A typical ransomware attack covers the following:
- The hackers infiltrate a computer by sending a malicious email that appears legitimate. This may be in the form of a bill or an invoice with an attached file, often a word document or a link to be clicked-on. This kind of an attack is also known as a phishing attack.
- The unsuspecting recipient of the email would click on the attachment or link, which will then require user interaction to ‘enable content’ or download additional ‘software’ to enable viewing
- When “enabling content”, the malware is then launched onto the computer and or network and will immediately start to identify, lock and encrypt user files, rendering the data on the computer and or network unusable.

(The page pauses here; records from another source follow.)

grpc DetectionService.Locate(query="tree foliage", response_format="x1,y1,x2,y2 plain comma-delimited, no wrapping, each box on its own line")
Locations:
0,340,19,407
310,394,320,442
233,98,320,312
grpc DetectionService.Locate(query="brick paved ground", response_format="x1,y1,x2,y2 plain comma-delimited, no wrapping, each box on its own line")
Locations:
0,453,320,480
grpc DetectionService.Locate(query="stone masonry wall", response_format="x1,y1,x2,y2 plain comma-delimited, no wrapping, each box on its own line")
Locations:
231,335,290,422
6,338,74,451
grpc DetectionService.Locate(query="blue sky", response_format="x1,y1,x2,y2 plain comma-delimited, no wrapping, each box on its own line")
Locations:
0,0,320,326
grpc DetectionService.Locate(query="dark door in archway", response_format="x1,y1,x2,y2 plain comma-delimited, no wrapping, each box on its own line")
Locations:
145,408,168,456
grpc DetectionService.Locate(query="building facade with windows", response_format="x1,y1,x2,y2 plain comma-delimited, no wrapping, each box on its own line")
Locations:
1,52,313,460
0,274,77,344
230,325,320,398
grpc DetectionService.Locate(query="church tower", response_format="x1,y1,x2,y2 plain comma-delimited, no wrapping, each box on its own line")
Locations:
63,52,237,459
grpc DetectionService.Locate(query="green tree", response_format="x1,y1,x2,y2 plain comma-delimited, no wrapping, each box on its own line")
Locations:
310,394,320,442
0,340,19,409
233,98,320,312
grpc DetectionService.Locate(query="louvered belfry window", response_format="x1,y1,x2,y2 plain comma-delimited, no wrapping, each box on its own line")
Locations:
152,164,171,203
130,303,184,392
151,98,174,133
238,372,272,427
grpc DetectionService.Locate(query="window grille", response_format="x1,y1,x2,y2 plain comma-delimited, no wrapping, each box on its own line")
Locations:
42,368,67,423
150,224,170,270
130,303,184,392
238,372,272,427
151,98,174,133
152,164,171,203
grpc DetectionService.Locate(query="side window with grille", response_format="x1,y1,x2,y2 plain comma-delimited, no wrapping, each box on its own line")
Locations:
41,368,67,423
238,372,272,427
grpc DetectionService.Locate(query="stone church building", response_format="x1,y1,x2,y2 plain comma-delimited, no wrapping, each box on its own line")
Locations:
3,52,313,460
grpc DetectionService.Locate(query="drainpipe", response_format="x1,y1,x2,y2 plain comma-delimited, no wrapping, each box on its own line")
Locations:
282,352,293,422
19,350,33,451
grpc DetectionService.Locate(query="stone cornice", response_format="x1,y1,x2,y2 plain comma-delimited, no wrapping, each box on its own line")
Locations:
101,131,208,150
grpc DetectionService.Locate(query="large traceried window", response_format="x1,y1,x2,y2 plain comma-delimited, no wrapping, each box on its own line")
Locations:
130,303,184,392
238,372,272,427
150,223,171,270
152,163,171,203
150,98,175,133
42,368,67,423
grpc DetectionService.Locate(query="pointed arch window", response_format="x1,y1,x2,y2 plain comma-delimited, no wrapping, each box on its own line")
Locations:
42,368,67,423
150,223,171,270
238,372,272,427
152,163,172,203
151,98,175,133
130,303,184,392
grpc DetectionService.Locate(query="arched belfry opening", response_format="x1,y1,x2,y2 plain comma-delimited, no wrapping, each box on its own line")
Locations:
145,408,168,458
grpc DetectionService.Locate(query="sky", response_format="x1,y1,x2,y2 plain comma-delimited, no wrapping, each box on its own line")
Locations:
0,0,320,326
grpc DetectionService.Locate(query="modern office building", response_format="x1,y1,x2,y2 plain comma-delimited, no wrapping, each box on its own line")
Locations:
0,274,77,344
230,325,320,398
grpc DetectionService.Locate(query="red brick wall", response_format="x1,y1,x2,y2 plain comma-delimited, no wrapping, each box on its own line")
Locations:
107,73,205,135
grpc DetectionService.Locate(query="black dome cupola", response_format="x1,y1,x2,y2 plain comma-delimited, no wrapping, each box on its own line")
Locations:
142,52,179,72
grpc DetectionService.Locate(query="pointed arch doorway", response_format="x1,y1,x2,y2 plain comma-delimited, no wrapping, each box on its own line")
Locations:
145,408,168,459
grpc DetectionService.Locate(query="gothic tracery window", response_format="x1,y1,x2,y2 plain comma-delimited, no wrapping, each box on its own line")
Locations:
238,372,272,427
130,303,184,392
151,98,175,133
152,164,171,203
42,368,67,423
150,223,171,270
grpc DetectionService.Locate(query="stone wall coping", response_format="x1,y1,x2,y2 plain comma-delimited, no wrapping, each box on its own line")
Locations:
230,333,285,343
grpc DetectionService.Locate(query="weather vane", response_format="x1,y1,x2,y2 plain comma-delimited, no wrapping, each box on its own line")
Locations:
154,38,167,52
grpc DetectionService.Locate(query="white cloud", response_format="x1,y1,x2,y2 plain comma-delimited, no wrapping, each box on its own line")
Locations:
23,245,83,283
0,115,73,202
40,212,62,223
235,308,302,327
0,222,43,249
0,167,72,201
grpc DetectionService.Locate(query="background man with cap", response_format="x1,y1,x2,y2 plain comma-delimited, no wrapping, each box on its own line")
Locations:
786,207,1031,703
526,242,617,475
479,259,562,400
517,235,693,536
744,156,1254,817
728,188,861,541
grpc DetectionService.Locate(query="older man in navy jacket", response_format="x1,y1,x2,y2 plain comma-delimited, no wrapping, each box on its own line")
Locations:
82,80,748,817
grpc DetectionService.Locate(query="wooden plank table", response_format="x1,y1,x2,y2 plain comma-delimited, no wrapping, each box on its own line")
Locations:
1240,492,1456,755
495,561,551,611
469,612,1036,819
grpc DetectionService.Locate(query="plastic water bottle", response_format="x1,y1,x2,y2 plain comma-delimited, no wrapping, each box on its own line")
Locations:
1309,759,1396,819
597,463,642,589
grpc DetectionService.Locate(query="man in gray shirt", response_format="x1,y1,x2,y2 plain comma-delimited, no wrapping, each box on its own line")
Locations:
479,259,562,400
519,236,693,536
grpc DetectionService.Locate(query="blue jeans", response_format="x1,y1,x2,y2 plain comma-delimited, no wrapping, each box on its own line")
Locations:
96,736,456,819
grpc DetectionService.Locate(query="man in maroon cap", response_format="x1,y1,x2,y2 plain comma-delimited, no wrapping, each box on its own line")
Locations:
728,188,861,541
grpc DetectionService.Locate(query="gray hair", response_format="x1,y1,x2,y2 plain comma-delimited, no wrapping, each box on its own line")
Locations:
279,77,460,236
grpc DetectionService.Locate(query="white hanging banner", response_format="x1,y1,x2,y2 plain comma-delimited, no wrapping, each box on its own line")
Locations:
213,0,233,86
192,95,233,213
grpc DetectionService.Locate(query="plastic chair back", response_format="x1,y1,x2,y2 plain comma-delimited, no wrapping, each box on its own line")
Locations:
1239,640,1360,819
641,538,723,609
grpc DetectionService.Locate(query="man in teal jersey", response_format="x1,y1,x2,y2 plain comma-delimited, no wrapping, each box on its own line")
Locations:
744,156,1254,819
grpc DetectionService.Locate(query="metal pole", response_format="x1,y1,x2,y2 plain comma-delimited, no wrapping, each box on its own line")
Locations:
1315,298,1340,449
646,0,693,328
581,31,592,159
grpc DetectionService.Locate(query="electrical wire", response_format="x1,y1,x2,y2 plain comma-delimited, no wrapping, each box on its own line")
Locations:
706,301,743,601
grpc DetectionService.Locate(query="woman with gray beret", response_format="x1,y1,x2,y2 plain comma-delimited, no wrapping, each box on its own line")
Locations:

- The ransom is then demanded through a popup or text file. Once paid, the attackers provide a digital key to decrypt it. The reality is that there is no guarantee that the attackers will actually follow-through on their promise of decryption.
Close analysis shows that these cyber-attacks are currently targeted toward sectors such as healthcare and education, which historically have not had large security budgets or imparted cyber security training to hospital staff. Regulatory compliance and other aspects of patient privacy would typically take precedence. The evolution and proliferation of the malware highlights that this threat may soon spread across a much larger “victim” pool, engulfing even sectors such as oil & gas, power & utilities and the public sector.
Nowadays, hackers have created ransomware-as-a-service models, which would allow anyone to use the service and the malicious software.
Addressing risks to enhance patient safety
The unfortunate reality is that organizations in the healthcare sector cannot do much once a computer or network has been compromised by a ransomware attack. Adopting a proactive approach to protect patient data can mitigate risks to some extent. Some of the key steps organizations can endorse to all stakeholders include:
- Performing regular off site back-ups of all files
- Showing hidden file-extensions
- Refraining from opening attachments that look suspicious
- Updating or patching software regularly
- Disconnecting internet connection and WiFi instantly in event of any suspicious attacks
- Keeping firewall turned on and configured at all times
- Disabling file sharing and other remote services
- Using strong and complex passwords
- Staying vigilant against these attacks by actively communicating organizational policies and training employees to detect and react appropriately
- Staying abreast of the latest cybercriminal tricks and techniques that are regularly reported
Dealing with the aftermath of ransomware attacks can be challenging, where submitting the ransom may sometimes turn out to be the only option to recover locked data. The focus on deterrence through continuous monitoring, deployment of tools to defend and remediate attacks, bringing in specialists too in case of a breach will play a key role for the healthcare sector to augment patient safety.